Although we don’t think of it anymore, the word “goodbye” is in fact a contraction of the phrase “God be with ye.” The Romance languages have similar words for goodbye. In Italian, “addio.” In Spanish, “adios.” These words ultimately derive from the Latin “ad Deum,” literally, “to God.” The French word “adieu” is a contraction of the Old French phrase “a Dieu vous comant,” which again literally means “I commend you to God.”
It is, of course, always praiseworthy to commend others to God, but note that we do not commend someone to God upon our greeting them, but upon our departing from them. Why is this?

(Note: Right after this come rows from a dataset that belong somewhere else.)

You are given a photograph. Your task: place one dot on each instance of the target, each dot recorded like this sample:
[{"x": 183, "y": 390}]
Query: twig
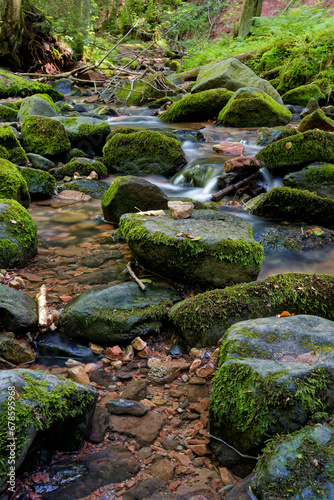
[{"x": 134, "y": 277}]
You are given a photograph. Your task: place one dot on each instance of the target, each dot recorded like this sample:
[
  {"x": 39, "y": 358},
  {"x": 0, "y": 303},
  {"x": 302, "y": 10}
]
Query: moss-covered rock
[
  {"x": 251, "y": 107},
  {"x": 198, "y": 107},
  {"x": 273, "y": 375},
  {"x": 294, "y": 204},
  {"x": 297, "y": 466},
  {"x": 41, "y": 401},
  {"x": 318, "y": 120},
  {"x": 45, "y": 136},
  {"x": 297, "y": 151},
  {"x": 143, "y": 152},
  {"x": 150, "y": 87},
  {"x": 40, "y": 184},
  {"x": 18, "y": 234},
  {"x": 232, "y": 75},
  {"x": 128, "y": 193},
  {"x": 268, "y": 135},
  {"x": 38, "y": 105},
  {"x": 12, "y": 184},
  {"x": 7, "y": 114},
  {"x": 119, "y": 313},
  {"x": 86, "y": 133},
  {"x": 13, "y": 85},
  {"x": 10, "y": 148},
  {"x": 208, "y": 249},
  {"x": 317, "y": 178},
  {"x": 83, "y": 166},
  {"x": 203, "y": 319},
  {"x": 300, "y": 96}
]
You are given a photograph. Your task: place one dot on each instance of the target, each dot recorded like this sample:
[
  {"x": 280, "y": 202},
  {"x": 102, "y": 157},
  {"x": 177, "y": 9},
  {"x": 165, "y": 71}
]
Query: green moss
[
  {"x": 197, "y": 107},
  {"x": 36, "y": 406},
  {"x": 253, "y": 108},
  {"x": 18, "y": 239},
  {"x": 203, "y": 319},
  {"x": 12, "y": 183}
]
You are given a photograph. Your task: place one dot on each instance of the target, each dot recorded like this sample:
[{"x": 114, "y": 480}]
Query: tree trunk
[
  {"x": 11, "y": 24},
  {"x": 250, "y": 9}
]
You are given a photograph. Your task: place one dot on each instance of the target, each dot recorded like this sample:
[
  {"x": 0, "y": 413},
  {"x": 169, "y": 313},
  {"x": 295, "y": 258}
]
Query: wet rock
[
  {"x": 126, "y": 407},
  {"x": 18, "y": 311},
  {"x": 116, "y": 314},
  {"x": 203, "y": 249}
]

I think the answer lies in the words of Our Lord. “Truly, I say to you, as you did it to one of the least of these my brethren, you did it to me.” God could easily feed, and give drink to, and clothe all those that needs these things. He could do this without any help from us. He doesn’t need us to do anything. And yet, He desires that the hungry are fed, not through miraculous means, but through the means of His creatures.

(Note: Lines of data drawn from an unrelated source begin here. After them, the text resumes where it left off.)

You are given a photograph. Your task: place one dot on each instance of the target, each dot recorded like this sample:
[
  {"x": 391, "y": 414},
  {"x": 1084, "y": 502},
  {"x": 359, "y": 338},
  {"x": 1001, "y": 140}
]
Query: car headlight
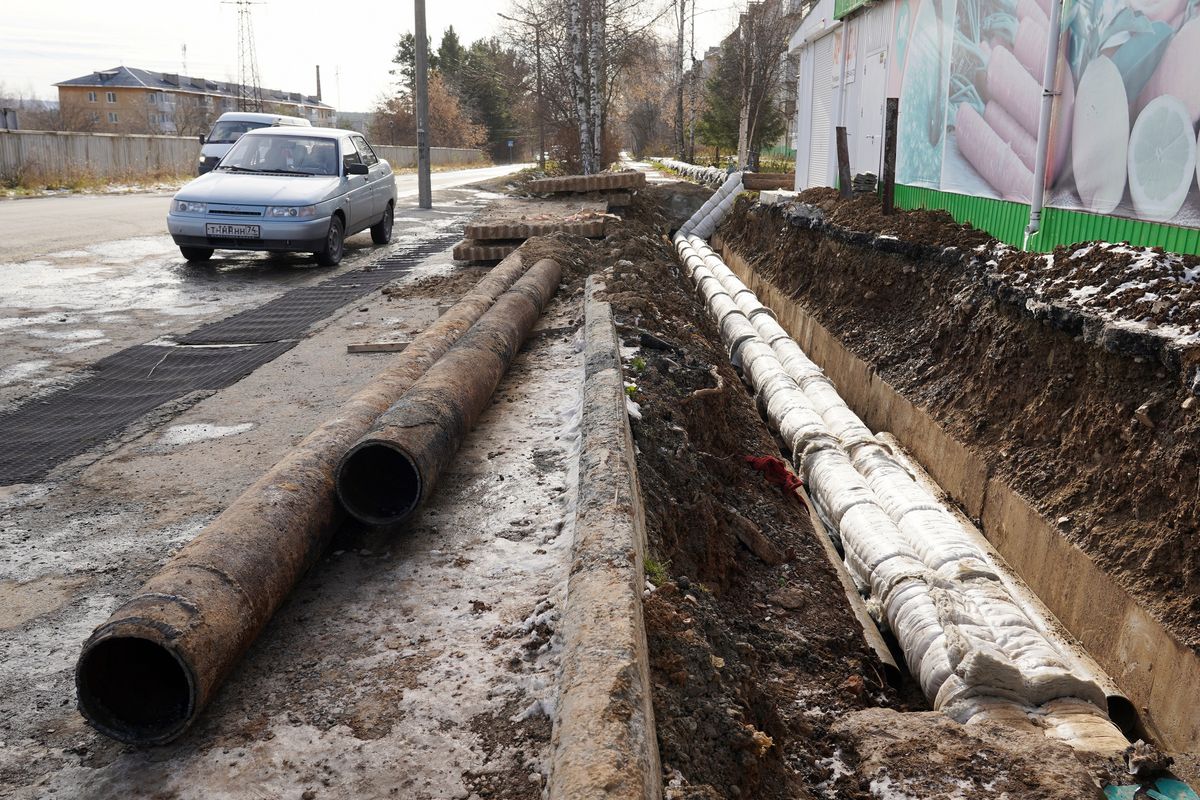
[{"x": 292, "y": 211}]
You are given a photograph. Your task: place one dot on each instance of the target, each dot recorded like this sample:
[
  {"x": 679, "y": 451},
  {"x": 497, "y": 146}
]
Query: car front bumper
[{"x": 274, "y": 234}]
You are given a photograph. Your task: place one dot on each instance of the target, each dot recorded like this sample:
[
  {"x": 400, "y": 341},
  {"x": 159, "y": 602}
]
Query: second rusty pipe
[
  {"x": 393, "y": 469},
  {"x": 145, "y": 674}
]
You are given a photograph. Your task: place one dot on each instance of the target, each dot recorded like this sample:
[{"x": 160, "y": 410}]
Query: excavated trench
[{"x": 1027, "y": 428}]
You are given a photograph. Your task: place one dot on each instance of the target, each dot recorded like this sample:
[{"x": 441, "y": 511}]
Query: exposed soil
[
  {"x": 1144, "y": 286},
  {"x": 756, "y": 657},
  {"x": 1105, "y": 444}
]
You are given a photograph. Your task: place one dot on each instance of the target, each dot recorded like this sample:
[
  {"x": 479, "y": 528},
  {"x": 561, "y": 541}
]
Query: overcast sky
[{"x": 46, "y": 41}]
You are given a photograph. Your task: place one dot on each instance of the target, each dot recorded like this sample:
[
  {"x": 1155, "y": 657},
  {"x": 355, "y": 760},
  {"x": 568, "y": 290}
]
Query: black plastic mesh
[{"x": 43, "y": 433}]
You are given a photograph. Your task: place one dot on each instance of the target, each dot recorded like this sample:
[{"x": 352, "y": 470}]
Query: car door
[
  {"x": 358, "y": 190},
  {"x": 376, "y": 178}
]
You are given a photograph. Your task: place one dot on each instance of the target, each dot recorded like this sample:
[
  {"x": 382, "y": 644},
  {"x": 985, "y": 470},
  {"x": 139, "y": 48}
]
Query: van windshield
[{"x": 228, "y": 131}]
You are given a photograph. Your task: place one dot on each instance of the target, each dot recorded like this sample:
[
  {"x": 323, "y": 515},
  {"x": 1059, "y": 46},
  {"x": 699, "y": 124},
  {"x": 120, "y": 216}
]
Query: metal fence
[{"x": 41, "y": 156}]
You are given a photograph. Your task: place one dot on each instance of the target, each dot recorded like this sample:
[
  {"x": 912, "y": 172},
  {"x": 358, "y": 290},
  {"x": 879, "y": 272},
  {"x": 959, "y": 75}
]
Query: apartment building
[{"x": 129, "y": 100}]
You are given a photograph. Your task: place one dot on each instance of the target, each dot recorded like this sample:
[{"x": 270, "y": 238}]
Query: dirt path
[{"x": 417, "y": 663}]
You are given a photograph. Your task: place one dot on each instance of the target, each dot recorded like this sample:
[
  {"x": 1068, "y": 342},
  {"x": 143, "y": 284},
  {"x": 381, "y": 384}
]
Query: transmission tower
[{"x": 250, "y": 94}]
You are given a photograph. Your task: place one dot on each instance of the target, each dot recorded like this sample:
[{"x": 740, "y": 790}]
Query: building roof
[{"x": 133, "y": 78}]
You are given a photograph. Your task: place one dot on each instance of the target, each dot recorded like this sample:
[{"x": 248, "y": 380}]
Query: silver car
[{"x": 287, "y": 190}]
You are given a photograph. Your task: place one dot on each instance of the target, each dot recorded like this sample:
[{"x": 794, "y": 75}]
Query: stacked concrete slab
[
  {"x": 503, "y": 229},
  {"x": 628, "y": 179}
]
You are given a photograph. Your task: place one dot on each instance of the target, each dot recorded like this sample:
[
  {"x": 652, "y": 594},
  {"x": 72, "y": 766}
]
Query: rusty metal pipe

He desires this because He wishes us to become like Him.
Our Lord tells us that we must see Him in others—even the least of His brethren. Indeed, He tells us that the greatest commandment is to love God with all our heart, but then—somewhat shockingly—He tells us that “a second is like it: You shall love your neighbor as yourself.” What is not explicitly stated is that we must see Christ not merely in our neighbor, but ourselves. The command to love our neighbor—to feed him, clothe him, counsel him in his doubts, forgive his offenses, bear his wrongs against us with patience, comfort him when he is afflicted—finds its ultimate fulfillment in the Person of Christ Himself.
The command to love our neighbor, then, is a command to be other Christs.

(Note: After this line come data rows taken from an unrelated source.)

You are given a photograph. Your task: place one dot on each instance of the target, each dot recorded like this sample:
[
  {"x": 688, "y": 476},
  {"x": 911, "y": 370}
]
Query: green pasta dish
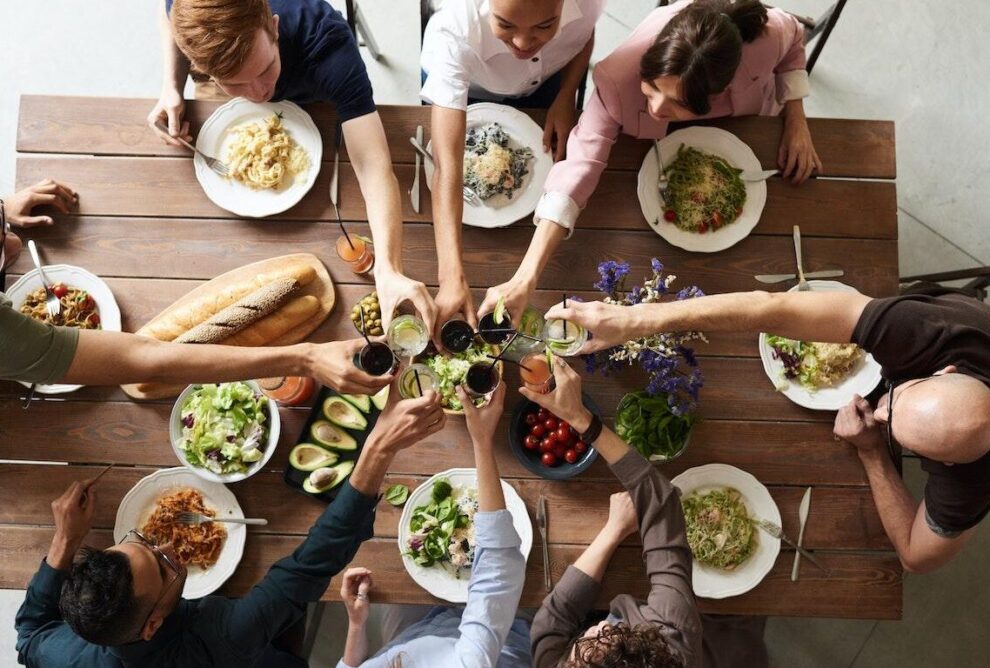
[
  {"x": 720, "y": 530},
  {"x": 704, "y": 192}
]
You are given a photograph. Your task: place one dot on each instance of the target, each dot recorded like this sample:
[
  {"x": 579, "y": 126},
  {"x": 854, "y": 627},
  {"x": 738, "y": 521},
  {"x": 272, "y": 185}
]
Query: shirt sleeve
[
  {"x": 32, "y": 351},
  {"x": 280, "y": 599},
  {"x": 497, "y": 578},
  {"x": 572, "y": 181}
]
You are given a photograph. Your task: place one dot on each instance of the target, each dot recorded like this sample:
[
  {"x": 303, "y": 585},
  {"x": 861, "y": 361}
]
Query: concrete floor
[{"x": 918, "y": 63}]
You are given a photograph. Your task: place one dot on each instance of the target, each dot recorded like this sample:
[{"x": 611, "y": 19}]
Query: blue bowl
[{"x": 530, "y": 459}]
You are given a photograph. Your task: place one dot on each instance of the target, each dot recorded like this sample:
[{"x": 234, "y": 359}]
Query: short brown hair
[
  {"x": 217, "y": 35},
  {"x": 622, "y": 646},
  {"x": 702, "y": 45}
]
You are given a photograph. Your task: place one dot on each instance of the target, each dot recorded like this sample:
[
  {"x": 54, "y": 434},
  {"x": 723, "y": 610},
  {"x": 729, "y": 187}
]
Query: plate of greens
[
  {"x": 721, "y": 503},
  {"x": 436, "y": 531}
]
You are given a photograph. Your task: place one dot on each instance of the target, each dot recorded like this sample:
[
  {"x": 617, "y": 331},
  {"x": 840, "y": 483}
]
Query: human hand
[
  {"x": 354, "y": 593},
  {"x": 796, "y": 156},
  {"x": 560, "y": 119},
  {"x": 332, "y": 364},
  {"x": 394, "y": 288},
  {"x": 48, "y": 192},
  {"x": 609, "y": 324},
  {"x": 855, "y": 425},
  {"x": 565, "y": 401},
  {"x": 169, "y": 110},
  {"x": 483, "y": 422},
  {"x": 405, "y": 422},
  {"x": 622, "y": 519}
]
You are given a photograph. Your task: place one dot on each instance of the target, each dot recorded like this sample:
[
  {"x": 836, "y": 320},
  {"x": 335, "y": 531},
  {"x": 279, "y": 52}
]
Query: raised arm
[
  {"x": 367, "y": 147},
  {"x": 808, "y": 316}
]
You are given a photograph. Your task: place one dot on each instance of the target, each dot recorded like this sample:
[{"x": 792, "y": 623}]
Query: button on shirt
[{"x": 462, "y": 57}]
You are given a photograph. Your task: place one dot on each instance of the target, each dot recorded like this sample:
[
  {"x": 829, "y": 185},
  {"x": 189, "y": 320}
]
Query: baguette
[
  {"x": 242, "y": 313},
  {"x": 180, "y": 320}
]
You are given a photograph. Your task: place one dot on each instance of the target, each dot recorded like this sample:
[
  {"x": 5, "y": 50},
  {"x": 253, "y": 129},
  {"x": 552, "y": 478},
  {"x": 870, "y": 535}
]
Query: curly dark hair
[
  {"x": 98, "y": 601},
  {"x": 702, "y": 45},
  {"x": 622, "y": 646}
]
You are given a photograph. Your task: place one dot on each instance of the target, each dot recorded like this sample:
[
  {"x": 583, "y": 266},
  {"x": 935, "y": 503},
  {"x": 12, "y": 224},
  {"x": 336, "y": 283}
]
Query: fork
[
  {"x": 52, "y": 303},
  {"x": 802, "y": 282},
  {"x": 217, "y": 166},
  {"x": 196, "y": 519}
]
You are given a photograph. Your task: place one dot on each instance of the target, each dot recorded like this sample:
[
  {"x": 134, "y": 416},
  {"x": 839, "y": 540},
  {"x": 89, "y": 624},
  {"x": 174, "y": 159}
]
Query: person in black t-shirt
[{"x": 935, "y": 354}]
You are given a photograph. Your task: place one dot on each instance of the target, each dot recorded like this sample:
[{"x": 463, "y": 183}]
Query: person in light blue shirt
[{"x": 486, "y": 631}]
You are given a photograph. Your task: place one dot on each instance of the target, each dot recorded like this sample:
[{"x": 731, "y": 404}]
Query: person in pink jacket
[{"x": 686, "y": 61}]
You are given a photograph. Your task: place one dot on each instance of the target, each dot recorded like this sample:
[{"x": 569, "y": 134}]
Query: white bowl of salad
[{"x": 224, "y": 432}]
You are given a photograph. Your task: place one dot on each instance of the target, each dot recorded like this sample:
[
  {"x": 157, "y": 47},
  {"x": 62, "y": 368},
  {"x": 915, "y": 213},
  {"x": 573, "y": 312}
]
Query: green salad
[
  {"x": 224, "y": 427},
  {"x": 442, "y": 530},
  {"x": 451, "y": 369}
]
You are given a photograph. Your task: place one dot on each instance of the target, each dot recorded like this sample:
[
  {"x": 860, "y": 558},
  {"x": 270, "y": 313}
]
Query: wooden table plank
[
  {"x": 100, "y": 126},
  {"x": 158, "y": 187},
  {"x": 867, "y": 586}
]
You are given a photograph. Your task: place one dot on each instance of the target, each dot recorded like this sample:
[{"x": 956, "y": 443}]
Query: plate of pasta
[
  {"x": 707, "y": 206},
  {"x": 210, "y": 552},
  {"x": 273, "y": 151},
  {"x": 504, "y": 164},
  {"x": 87, "y": 303}
]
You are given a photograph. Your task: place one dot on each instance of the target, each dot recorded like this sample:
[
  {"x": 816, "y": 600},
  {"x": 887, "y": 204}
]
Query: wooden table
[{"x": 145, "y": 225}]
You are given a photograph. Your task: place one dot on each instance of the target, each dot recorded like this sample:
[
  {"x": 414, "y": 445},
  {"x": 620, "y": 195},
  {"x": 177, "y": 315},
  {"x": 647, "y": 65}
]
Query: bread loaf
[{"x": 242, "y": 313}]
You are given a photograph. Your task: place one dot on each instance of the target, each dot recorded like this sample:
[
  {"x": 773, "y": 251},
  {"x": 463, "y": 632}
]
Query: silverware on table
[
  {"x": 52, "y": 303},
  {"x": 780, "y": 278},
  {"x": 541, "y": 521},
  {"x": 198, "y": 518},
  {"x": 778, "y": 533},
  {"x": 217, "y": 166},
  {"x": 803, "y": 519},
  {"x": 414, "y": 192},
  {"x": 470, "y": 196},
  {"x": 802, "y": 282}
]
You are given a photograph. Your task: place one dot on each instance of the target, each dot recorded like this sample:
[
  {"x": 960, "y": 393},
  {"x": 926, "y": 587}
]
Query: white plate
[
  {"x": 863, "y": 380},
  {"x": 175, "y": 436},
  {"x": 140, "y": 501},
  {"x": 236, "y": 197},
  {"x": 499, "y": 210},
  {"x": 75, "y": 277},
  {"x": 710, "y": 140},
  {"x": 711, "y": 582},
  {"x": 435, "y": 579}
]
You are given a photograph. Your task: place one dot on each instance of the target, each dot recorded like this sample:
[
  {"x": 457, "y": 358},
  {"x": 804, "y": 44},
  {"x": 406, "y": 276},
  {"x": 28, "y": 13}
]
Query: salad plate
[
  {"x": 862, "y": 379},
  {"x": 711, "y": 582},
  {"x": 447, "y": 583}
]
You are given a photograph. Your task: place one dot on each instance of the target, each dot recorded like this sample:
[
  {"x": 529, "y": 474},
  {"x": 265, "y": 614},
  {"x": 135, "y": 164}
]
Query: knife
[
  {"x": 803, "y": 518},
  {"x": 780, "y": 278},
  {"x": 414, "y": 193},
  {"x": 541, "y": 521}
]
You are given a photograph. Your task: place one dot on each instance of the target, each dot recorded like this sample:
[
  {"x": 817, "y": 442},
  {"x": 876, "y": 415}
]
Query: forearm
[{"x": 116, "y": 358}]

Why does God not do all this Himself, then? Because He loves us too much to not share His life of Grace with us. He grants us the immense dignity, and the profound responsibility, to share in His work of sanctification and mercy to the world. Then, we may echo with St. Paul “it is no longer I who live, but Christ who lives in me.” We may join with St. Patrick and exclaim:
Christ in the heart of every man who thinks of me,
Christ in the mouth of everyone who speaks of me,
Christ in every eye that sees me,
Christ in every ear that hears me.
Why then do we not commend someone to God upon greeting them? Because, dear reader, as shocking as it may sound, it is precisely then that God has commended them to us. For that short time we are with them, we are privileged to share in the Divine plan, wherein we are called upon to be Christ to the other.
For a time, Christ has sent us in His place, and woe to us if our neighbors do not find Him.
This then is our charge: that as we are commended by God, and as we commend to God, that the least of our brethren are not startled by the change.